Kleiner outlines the ‘End to End’ principle from computer science, which argues that all functionality should be in the end nodes and not in intermediary nodes. Translating that for all of us non-programmers, Kleiner explains that Facebook is an example where all interaction on the interface is carried out in Facebook servers, or the intermediary nodes. End to end would mean communicating through software installed on both computers, cutting out middle man and in turn creating less censorship and greater individual control, resulting in greater privacy, resistance to surveillance and scalability.
Kleiner returns to the 1990s internet and characterises it as ‘quite cooperative’, before positing the question of ‘so… what happened?’ He argues the most interesting feature of the early internet is that it was based on an etiquette of users using it correctly and cooperative ideas rather than top-down restrictions. But profit requires centralisation and so centralised venture capitalist platforms emerge. He uses the example of Compuserve as a centralised (and failed) alternative to the internet. He argues that in a backlash to this, the ‘capitalists’ invested in the internet boom and achieved ownership of the internet infrastructure.
As such, platform cooperatives should not be merely imitations of capitalist platform; but they need to be counterantidisintermediatary. Kleiner posits that cargo cult platforms do not assess the fundamental problem of capitalism. Moreover, our apps are built on hardware supply chains built on war, colonialism and inequality.
He shows us a proposal of venture communism as ‘networks of federated cooperatives, engaged in commons-based production, employing technological disobedience to build counterantidisintermediationist platforms that apply the economic power they create towards counter politics’.
He continues by arguing that cargo cult platforms are impossible as they cannot scale with user expansion. Servers and admins for this kind of scale must get paid, and this in turn results in investment from funders and their drive for profitable return through advertisement. In counter to this, we need to create end to end platforms that hold counterantidisintermediationist principles.Innovation must be focused toward the end of the product lifecycle. ‘Hack! mod! recycle!’, Kleiner says we need to use technology better, longer, and different to overcome supply issues.
Venture Communism proposes that companies are:
-Cooperative: Owned equally by all members
-Federated: Members of many coops share ownership
-Commons based: Productive assets are held in common
-Open: All workers are entitled to become members
It is in then the revolutionary counterpart to venture capital – defined by its refusal to coordinate production.

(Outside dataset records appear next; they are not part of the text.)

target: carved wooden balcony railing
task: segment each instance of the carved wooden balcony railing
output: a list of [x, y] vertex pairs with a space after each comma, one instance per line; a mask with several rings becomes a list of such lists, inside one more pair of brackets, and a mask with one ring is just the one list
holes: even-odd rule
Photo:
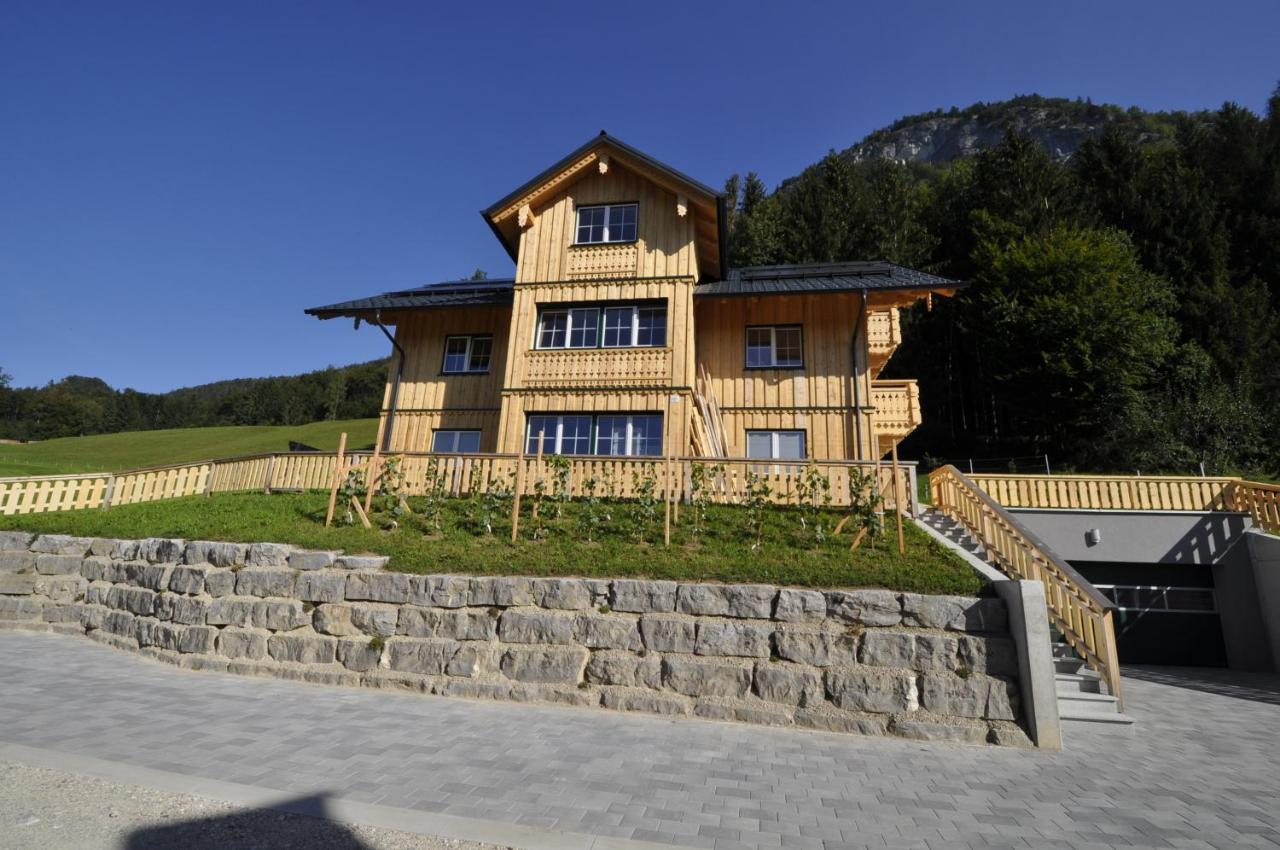
[[871, 404], [882, 452], [920, 425], [920, 388], [915, 381], [872, 381]]
[[876, 377], [902, 344], [902, 322], [898, 310], [872, 310], [867, 314], [867, 350], [871, 377]]
[[570, 348], [524, 353], [526, 387], [635, 387], [670, 383], [670, 348]]

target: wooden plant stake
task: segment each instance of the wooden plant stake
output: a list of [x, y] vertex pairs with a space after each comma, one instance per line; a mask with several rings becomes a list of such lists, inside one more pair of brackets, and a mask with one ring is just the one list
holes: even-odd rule
[[662, 545], [671, 545], [671, 456], [668, 455], [663, 459], [662, 464], [665, 475], [663, 482], [663, 501], [666, 502], [666, 513], [662, 520]]
[[862, 545], [862, 539], [866, 536], [867, 536], [867, 527], [864, 525], [862, 526], [862, 528], [858, 529], [858, 533], [855, 534], [853, 537], [853, 543], [849, 545], [850, 554], [857, 551], [857, 548]]
[[898, 442], [893, 443], [893, 510], [898, 515], [898, 554], [907, 553], [907, 544], [902, 536], [902, 473], [898, 469]]
[[835, 530], [831, 532], [832, 537], [839, 537], [840, 532], [844, 531], [844, 527], [849, 524], [849, 520], [853, 519], [853, 514], [846, 514], [836, 523]]
[[342, 481], [342, 456], [346, 450], [347, 432], [343, 431], [342, 436], [338, 437], [338, 456], [333, 460], [333, 487], [329, 490], [329, 512], [324, 516], [325, 528], [333, 525], [333, 509], [338, 504], [338, 485]]
[[370, 505], [373, 504], [373, 490], [378, 486], [378, 479], [382, 477], [381, 470], [378, 467], [378, 461], [382, 457], [382, 443], [373, 444], [373, 457], [369, 459], [369, 474], [365, 476], [364, 485], [364, 511], [369, 512]]
[[[538, 459], [537, 461], [534, 462], [534, 466], [533, 466], [534, 474], [537, 476], [534, 479], [535, 484], [538, 481], [542, 480], [542, 446], [543, 446], [543, 443], [546, 442], [546, 439], [547, 439], [547, 431], [544, 428], [538, 432]], [[538, 500], [537, 499], [533, 500], [533, 518], [534, 519], [538, 518]], [[537, 526], [534, 526], [534, 528], [536, 529]]]
[[520, 535], [520, 492], [524, 489], [524, 444], [520, 444], [520, 456], [516, 458], [516, 492], [511, 500], [511, 542]]
[[364, 508], [360, 505], [360, 500], [357, 499], [354, 495], [351, 497], [351, 507], [356, 509], [356, 516], [360, 517], [361, 525], [363, 525], [365, 528], [373, 528], [373, 526], [369, 524], [368, 514], [364, 512]]

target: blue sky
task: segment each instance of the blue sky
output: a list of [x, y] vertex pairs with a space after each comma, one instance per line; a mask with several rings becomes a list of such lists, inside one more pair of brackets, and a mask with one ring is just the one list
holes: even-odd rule
[[1261, 110], [1280, 4], [0, 5], [0, 368], [162, 391], [383, 356], [302, 309], [509, 273], [477, 211], [601, 128], [769, 185], [1037, 92]]

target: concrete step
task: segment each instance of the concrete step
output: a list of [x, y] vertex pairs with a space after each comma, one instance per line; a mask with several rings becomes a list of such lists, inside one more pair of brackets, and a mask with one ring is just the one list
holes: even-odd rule
[[1118, 701], [1110, 694], [1091, 694], [1087, 691], [1058, 692], [1058, 711], [1071, 714], [1118, 714]]
[[1100, 694], [1102, 681], [1097, 676], [1082, 673], [1058, 673], [1053, 677], [1058, 695], [1063, 694]]
[[1108, 735], [1132, 737], [1134, 733], [1133, 718], [1127, 714], [1072, 714], [1058, 710], [1058, 719], [1062, 722], [1062, 731], [1069, 737], [1074, 730], [1104, 732]]

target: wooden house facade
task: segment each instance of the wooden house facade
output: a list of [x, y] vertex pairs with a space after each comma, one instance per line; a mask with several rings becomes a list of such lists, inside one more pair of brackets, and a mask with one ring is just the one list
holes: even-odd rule
[[920, 422], [915, 382], [878, 380], [898, 311], [959, 284], [727, 268], [725, 203], [601, 133], [482, 212], [511, 277], [307, 312], [394, 326], [388, 451], [882, 456]]

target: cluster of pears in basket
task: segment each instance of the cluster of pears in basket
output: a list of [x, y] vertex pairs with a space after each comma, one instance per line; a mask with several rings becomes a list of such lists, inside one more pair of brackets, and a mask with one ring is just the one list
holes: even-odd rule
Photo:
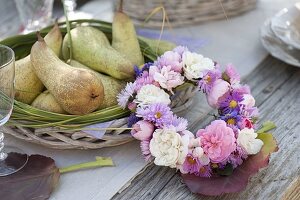
[[30, 55], [16, 61], [15, 98], [41, 110], [85, 115], [114, 106], [134, 66], [144, 64], [134, 25], [122, 11], [115, 14], [111, 43], [91, 26], [77, 26], [63, 38], [56, 24], [37, 36]]

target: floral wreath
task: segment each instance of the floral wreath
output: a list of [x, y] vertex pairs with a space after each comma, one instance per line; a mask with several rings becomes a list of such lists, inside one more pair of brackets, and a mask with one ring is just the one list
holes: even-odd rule
[[[193, 192], [218, 195], [240, 191], [250, 175], [265, 167], [270, 153], [277, 150], [273, 137], [265, 133], [274, 128], [272, 123], [255, 131], [259, 115], [255, 99], [250, 88], [240, 84], [232, 65], [222, 73], [211, 59], [178, 46], [141, 69], [135, 67], [135, 74], [135, 81], [118, 95], [119, 105], [131, 111], [131, 134], [141, 141], [146, 161], [154, 158], [156, 165], [180, 170]], [[170, 108], [170, 96], [186, 82], [197, 86], [208, 104], [218, 110], [216, 119], [195, 135], [187, 130], [187, 120]], [[263, 146], [272, 148], [263, 151]], [[252, 162], [249, 169], [247, 160]], [[248, 171], [235, 170], [241, 165], [246, 165]], [[210, 189], [218, 183], [227, 184], [217, 180], [234, 173], [241, 173], [246, 183], [238, 183], [233, 189], [229, 184], [227, 189]]]

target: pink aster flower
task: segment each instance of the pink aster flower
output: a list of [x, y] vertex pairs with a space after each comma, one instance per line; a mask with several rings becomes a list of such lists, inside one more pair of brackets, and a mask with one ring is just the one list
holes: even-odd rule
[[121, 106], [122, 108], [126, 108], [129, 99], [134, 96], [135, 92], [136, 84], [127, 83], [125, 89], [123, 89], [117, 96], [119, 106]]
[[237, 166], [241, 165], [247, 157], [248, 156], [245, 150], [243, 150], [242, 147], [237, 146], [236, 150], [232, 152], [228, 159], [222, 164], [226, 165], [226, 163], [230, 163], [233, 168], [236, 168]]
[[185, 118], [173, 115], [171, 119], [171, 125], [175, 127], [177, 132], [182, 132], [186, 130], [188, 121]]
[[209, 178], [212, 175], [212, 169], [210, 165], [204, 165], [201, 166], [197, 173], [195, 173], [196, 176]]
[[223, 79], [231, 84], [240, 82], [240, 75], [232, 64], [226, 66], [225, 72], [223, 73]]
[[177, 46], [173, 49], [174, 52], [178, 53], [180, 56], [182, 56], [182, 54], [186, 51], [188, 51], [189, 49], [187, 47], [184, 46]]
[[205, 129], [198, 130], [197, 137], [200, 137], [201, 147], [214, 163], [226, 160], [236, 148], [234, 132], [223, 120], [215, 120]]
[[148, 141], [148, 140], [141, 141], [140, 147], [141, 147], [141, 151], [142, 151], [145, 161], [149, 161], [151, 158], [150, 141]]
[[209, 70], [206, 75], [198, 82], [199, 88], [204, 93], [210, 93], [215, 81], [221, 77], [221, 72], [218, 69]]
[[173, 71], [171, 66], [162, 67], [160, 72], [155, 72], [153, 78], [162, 88], [171, 92], [173, 88], [184, 83], [184, 77], [180, 73]]
[[253, 124], [251, 122], [250, 119], [248, 118], [243, 118], [240, 122], [239, 122], [239, 127], [240, 129], [244, 129], [244, 128], [253, 128]]
[[154, 132], [154, 126], [147, 121], [138, 121], [132, 126], [131, 135], [137, 140], [148, 140]]
[[194, 174], [199, 171], [201, 167], [200, 161], [198, 158], [194, 157], [191, 153], [189, 153], [184, 163], [181, 166], [180, 172], [183, 174], [190, 173]]
[[154, 82], [153, 76], [151, 76], [148, 71], [143, 71], [143, 73], [134, 82], [136, 85], [136, 91], [139, 91], [144, 85], [154, 84]]
[[162, 56], [160, 56], [157, 61], [154, 62], [154, 65], [159, 68], [169, 66], [171, 70], [175, 72], [182, 72], [182, 59], [179, 53], [174, 51], [166, 51]]

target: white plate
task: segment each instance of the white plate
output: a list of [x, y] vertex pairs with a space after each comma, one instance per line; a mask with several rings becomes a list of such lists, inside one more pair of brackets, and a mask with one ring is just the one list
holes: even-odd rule
[[300, 67], [300, 50], [287, 45], [271, 29], [271, 19], [261, 27], [261, 41], [270, 54], [288, 64]]
[[300, 2], [279, 11], [271, 20], [271, 29], [286, 44], [300, 49]]

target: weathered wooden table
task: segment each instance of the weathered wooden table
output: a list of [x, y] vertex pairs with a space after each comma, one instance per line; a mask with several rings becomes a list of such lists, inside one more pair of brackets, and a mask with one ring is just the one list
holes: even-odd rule
[[[218, 197], [192, 194], [175, 170], [150, 165], [137, 176], [119, 199], [300, 199], [300, 69], [267, 57], [244, 81], [260, 108], [261, 121], [278, 126], [273, 134], [279, 151], [270, 165], [252, 177], [245, 191]], [[198, 127], [207, 124], [204, 117]]]

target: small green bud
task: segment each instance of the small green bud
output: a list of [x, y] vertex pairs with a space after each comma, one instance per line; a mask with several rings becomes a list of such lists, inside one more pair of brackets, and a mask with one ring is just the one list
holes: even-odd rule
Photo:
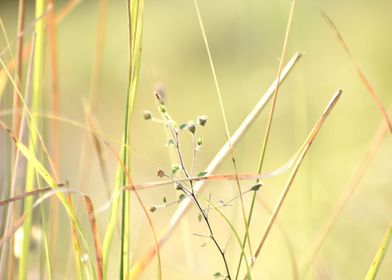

It is upheld by the rules that: labour earns membership; mutualisation is based on rent’ all members are equal and all workers can become members.
Kleiner ends by arguing that venture communism is an organisational form for the worker struggle – it is vitally a part of struggle and not the end product. To be successful it must resist integration into capitalism and/or failure through technological disobedience and counterantidisintermediation principles.